As noted in our vignettes, the matrix (e.g., protein-free, viscous, high-salt, containing high levels of paraproteins) may have a profound effect on the accuracy of a laboratory assay.
The matrix of serum is different than that of plasma, because of the absence of fibrinogen and anticoagulants, plus the presence of substances released by platelets. Differences in many analyte values may be more than is suggested by this apparently small difference; one study of metabolite profiles showed that 104 out of 122 metabolites had significantly higher concentrations in serum as compared with plasma. It is important to realize that an assay validated for one matrix cannot be automatically used for another.
Stability
Typically, sample stability is studied at ambient (about 22°–26° C), refrigerated (about 2°–6° C), and regular frozen (around − 18° to − 20° C) temperatures. For assays used in clinical studies where specimens may be banked for prolonged periods, stability studies should also be performed at deeper frozen (e.g., − 70° C) temperatures. Aliquots stored at these temperatures for varying periods of time are recovered and assayed to see if results are stable relative to baseline. Stability limits are an inherent property of the assay rather than the analyte: an osteocalcin assay designed to pick up only full-length molecules may have a short stability limit for samples at room temperature, whereas another assay that detects osteocalcin molecule fragments, as well as full-length protein, may have a much longer stability limit.
Carryover
Another important quality process is to ensure that there is no cross-contamination between samples, and that a sample with very high values will not carry over and falsely elevate results in the next sample to be assayed. Assays should be designed to minimize this problem, but there should also be awareness on the part of the laboratory staff to check for carryover whenever a sample with an extremely elevated value is encountered.
Methodology
Immunoassays
Immunoassay is an important methodology in the endocrine laboratory. Understanding the basic principles involved allows specialists to: (1) identify when a particular immunoassay is or is not appropriate for a particular clinical scenario, (2) anticipate potential physiological and technical issues affecting the interpretation of laboratory results, and (3) understand how to work with the clinical laboratory to investigate unanticipated or clinically discordant test results.

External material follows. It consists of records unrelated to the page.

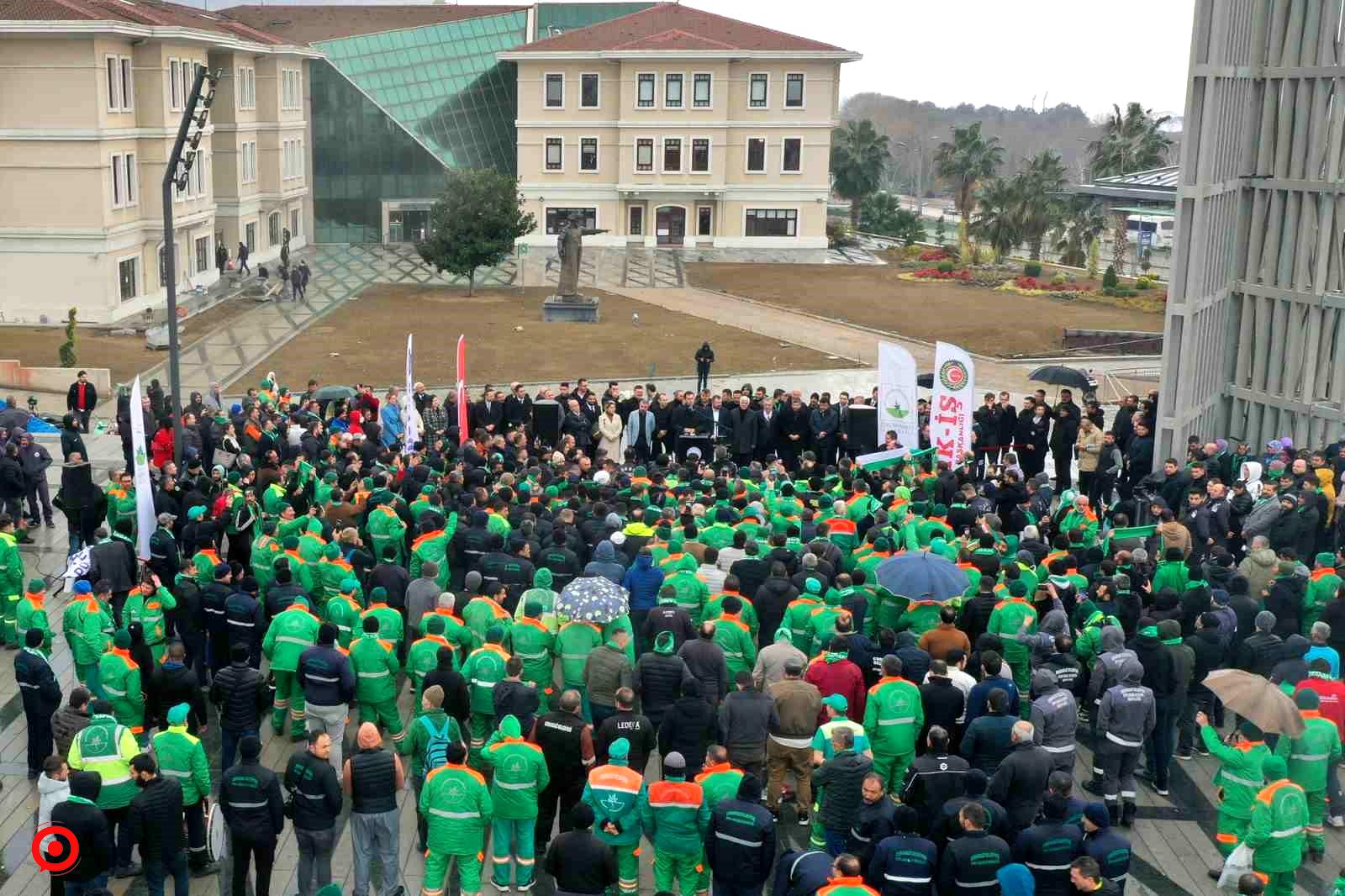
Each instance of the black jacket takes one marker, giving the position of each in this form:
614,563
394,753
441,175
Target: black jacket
318,797
580,862
241,694
840,782
156,818
37,683
740,842
1021,782
89,826
252,783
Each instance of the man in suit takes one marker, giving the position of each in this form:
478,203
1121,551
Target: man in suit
746,430
639,430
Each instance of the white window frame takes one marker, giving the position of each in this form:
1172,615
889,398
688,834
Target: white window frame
694,76
654,98
125,179
591,74
140,287
246,92
546,143
804,92
709,154
546,82
767,76
783,170
681,155
654,148
663,101
746,155
598,154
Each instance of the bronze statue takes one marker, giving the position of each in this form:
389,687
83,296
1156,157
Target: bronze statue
569,246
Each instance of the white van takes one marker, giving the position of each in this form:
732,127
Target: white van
1160,229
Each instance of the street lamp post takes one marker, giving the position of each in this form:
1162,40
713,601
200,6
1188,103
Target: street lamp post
177,174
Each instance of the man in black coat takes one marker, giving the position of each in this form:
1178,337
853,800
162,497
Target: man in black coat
740,841
156,824
89,826
40,698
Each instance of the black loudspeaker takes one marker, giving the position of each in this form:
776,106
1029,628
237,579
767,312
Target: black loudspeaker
861,430
546,421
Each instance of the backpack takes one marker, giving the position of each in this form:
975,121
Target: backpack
436,748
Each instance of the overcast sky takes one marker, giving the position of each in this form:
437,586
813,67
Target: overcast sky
979,51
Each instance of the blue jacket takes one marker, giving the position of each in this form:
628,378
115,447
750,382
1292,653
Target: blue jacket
643,580
326,676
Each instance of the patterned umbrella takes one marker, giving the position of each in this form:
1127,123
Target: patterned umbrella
593,599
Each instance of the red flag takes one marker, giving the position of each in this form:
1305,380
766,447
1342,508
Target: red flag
462,390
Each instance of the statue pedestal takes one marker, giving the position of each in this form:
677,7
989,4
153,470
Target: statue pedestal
571,309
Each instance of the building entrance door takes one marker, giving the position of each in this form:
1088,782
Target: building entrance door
670,225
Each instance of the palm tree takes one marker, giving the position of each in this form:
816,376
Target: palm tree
963,163
1083,222
1130,141
997,219
1039,187
858,158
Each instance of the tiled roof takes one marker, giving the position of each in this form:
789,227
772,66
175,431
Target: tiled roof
145,13
309,24
672,26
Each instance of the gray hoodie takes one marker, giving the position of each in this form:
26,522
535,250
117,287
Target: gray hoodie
1126,714
1053,714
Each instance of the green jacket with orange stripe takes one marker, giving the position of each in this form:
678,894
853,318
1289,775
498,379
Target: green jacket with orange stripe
676,815
520,771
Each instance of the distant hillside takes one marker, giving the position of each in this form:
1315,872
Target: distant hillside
1022,132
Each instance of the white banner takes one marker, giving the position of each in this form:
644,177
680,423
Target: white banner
145,519
898,394
954,400
409,435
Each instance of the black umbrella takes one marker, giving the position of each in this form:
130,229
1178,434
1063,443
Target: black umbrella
1062,376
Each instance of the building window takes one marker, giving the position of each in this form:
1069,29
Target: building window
588,154
555,92
124,177
672,154
121,87
757,91
556,219
701,91
128,277
588,92
672,92
246,87
773,222
701,155
757,155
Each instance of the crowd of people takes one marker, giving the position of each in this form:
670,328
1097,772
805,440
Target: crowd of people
309,567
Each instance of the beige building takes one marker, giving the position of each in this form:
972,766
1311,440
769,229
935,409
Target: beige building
91,103
674,127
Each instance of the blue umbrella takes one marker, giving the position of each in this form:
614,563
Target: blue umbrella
593,599
921,576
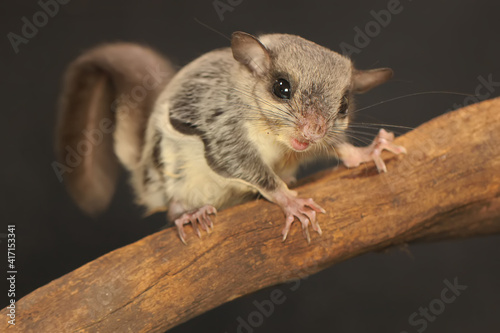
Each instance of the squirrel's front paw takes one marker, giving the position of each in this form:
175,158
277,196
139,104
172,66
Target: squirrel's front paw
305,211
354,156
200,216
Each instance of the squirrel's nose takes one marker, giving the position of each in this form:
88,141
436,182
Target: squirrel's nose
314,129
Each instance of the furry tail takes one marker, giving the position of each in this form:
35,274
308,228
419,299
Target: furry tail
107,96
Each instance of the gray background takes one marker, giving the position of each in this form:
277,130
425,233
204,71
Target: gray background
431,45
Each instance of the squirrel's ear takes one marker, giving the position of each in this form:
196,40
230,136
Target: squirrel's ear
366,80
249,51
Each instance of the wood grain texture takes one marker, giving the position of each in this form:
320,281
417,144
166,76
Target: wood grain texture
447,186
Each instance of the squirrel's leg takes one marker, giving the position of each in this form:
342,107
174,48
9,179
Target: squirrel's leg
199,216
353,156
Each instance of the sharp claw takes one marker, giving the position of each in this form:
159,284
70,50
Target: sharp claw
181,236
285,235
318,230
305,229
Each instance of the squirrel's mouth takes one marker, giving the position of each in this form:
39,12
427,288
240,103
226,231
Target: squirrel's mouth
299,145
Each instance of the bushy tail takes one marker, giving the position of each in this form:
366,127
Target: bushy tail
107,96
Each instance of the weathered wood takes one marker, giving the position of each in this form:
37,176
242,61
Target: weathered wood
447,186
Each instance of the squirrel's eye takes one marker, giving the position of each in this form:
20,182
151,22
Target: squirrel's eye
344,105
282,89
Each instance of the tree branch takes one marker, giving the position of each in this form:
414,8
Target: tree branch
447,186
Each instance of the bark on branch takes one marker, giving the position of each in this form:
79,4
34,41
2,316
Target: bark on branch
447,186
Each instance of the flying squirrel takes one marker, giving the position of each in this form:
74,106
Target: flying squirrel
234,123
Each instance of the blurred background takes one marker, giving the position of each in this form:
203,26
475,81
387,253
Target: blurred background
431,45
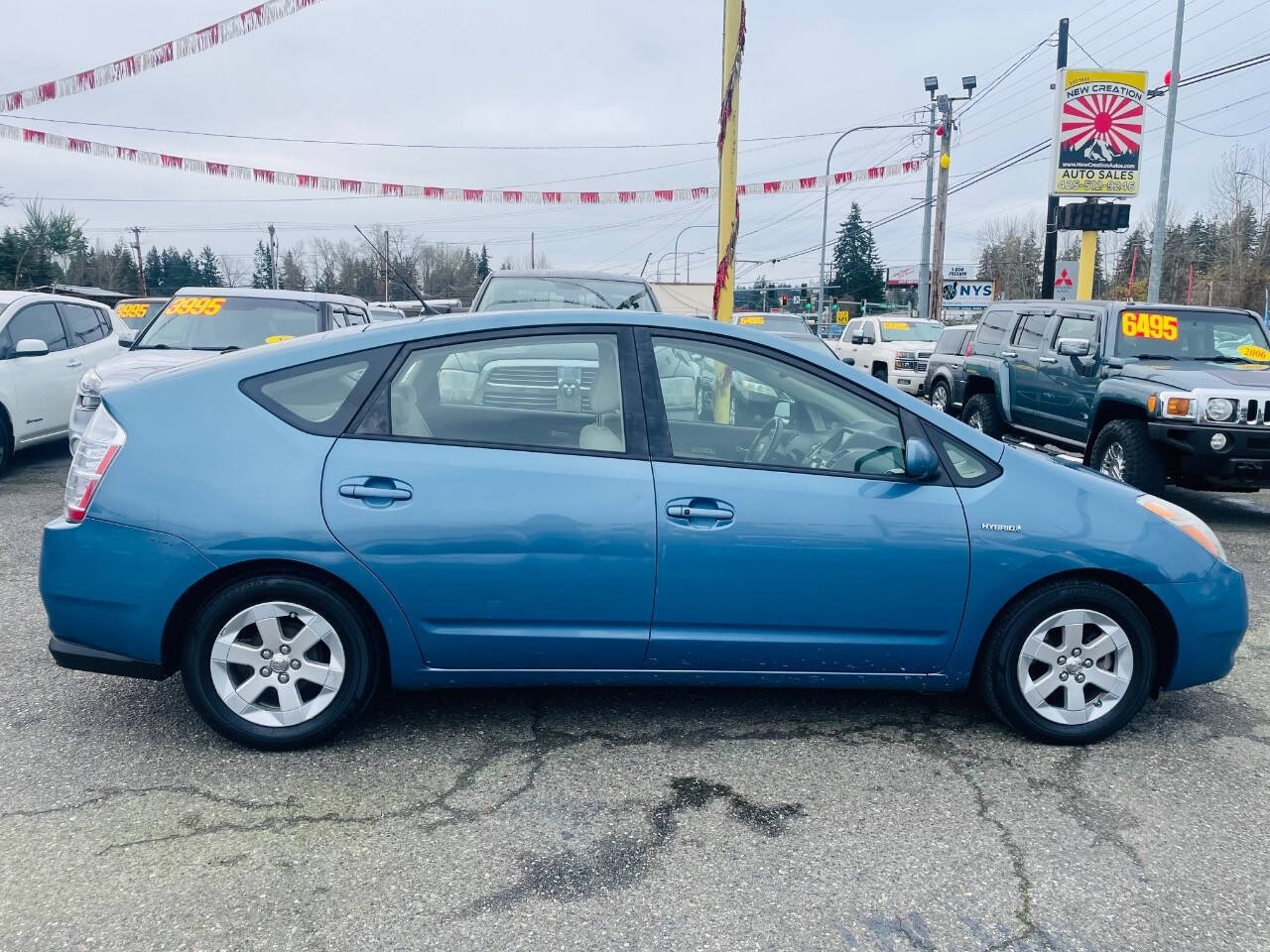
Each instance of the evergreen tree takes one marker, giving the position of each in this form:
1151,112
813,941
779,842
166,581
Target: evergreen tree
857,271
262,277
208,270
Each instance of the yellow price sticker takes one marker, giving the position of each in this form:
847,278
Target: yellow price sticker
206,306
1255,353
1152,326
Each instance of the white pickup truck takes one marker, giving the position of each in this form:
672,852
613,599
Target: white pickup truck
893,349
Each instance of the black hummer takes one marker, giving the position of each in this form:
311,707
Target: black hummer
1152,394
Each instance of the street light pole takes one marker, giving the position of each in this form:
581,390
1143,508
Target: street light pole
825,212
1166,162
677,246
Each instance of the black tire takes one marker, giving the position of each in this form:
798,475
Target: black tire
5,442
998,658
983,413
362,661
942,389
1141,466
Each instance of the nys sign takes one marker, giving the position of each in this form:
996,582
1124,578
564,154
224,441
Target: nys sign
969,294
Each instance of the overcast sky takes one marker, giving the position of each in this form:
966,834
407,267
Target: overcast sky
584,72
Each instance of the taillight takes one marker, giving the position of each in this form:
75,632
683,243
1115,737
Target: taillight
100,443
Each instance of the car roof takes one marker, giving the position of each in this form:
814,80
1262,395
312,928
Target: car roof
567,275
275,295
8,298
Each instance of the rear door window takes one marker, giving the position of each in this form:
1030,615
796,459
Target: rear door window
85,324
37,322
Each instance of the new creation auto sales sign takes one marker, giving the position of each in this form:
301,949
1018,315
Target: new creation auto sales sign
1097,132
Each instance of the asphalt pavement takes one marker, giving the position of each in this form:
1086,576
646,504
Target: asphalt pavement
640,819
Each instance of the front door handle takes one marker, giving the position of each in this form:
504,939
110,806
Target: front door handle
698,508
376,490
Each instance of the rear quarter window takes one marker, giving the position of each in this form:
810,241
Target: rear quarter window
321,397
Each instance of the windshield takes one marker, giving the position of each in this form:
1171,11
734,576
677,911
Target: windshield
1184,334
911,330
779,322
532,294
229,322
135,313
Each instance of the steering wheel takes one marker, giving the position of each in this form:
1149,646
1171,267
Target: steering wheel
765,440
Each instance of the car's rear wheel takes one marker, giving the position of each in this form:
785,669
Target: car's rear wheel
1125,452
940,398
280,662
1070,662
982,413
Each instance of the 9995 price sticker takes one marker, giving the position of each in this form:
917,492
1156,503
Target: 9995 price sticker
206,306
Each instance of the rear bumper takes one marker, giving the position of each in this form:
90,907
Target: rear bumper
108,590
80,657
1211,617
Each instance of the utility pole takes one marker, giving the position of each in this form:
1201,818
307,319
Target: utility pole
924,275
1166,162
273,257
1051,259
141,267
935,275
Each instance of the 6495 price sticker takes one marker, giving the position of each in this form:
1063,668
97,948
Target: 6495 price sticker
1152,326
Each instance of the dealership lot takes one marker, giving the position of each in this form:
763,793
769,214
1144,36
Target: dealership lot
625,817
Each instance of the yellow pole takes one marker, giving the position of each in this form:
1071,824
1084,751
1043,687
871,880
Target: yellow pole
725,250
1088,255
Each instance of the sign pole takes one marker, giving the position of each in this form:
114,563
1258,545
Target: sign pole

Competitive Immunoassay versus Immunometric (Sandwich) Assay
There are two main immunoassay formats relevant to endocrinology laboratory testing, and understanding some of the basic differences between these formats helps both interpretation of results and troubleshooting of unexpected situations. The first class of assays is termed competitive , with the RIA as the archetypal example. A primary antibody against the analyte of interest is added to the patient’s sample, together with a radiolabeled version of the analyte (tracer) that competes with the endogenous analyte for binding to the primary antibody ( Fig. 4.7 , upper panel). After a sufficiently long incubation time, the primary antibody is precipitated using a second anti-immunoglobulin (Ig)G antibody, polyethylene glycol, or (most commonly nowadays) by using primary antibody attached to a solid support, such as a bead, which allows a simple centrifugation step to collect the primary antibody. Any unbound tracer or analyte is washed away, and the amount of tracer in the precipitate is then quantified.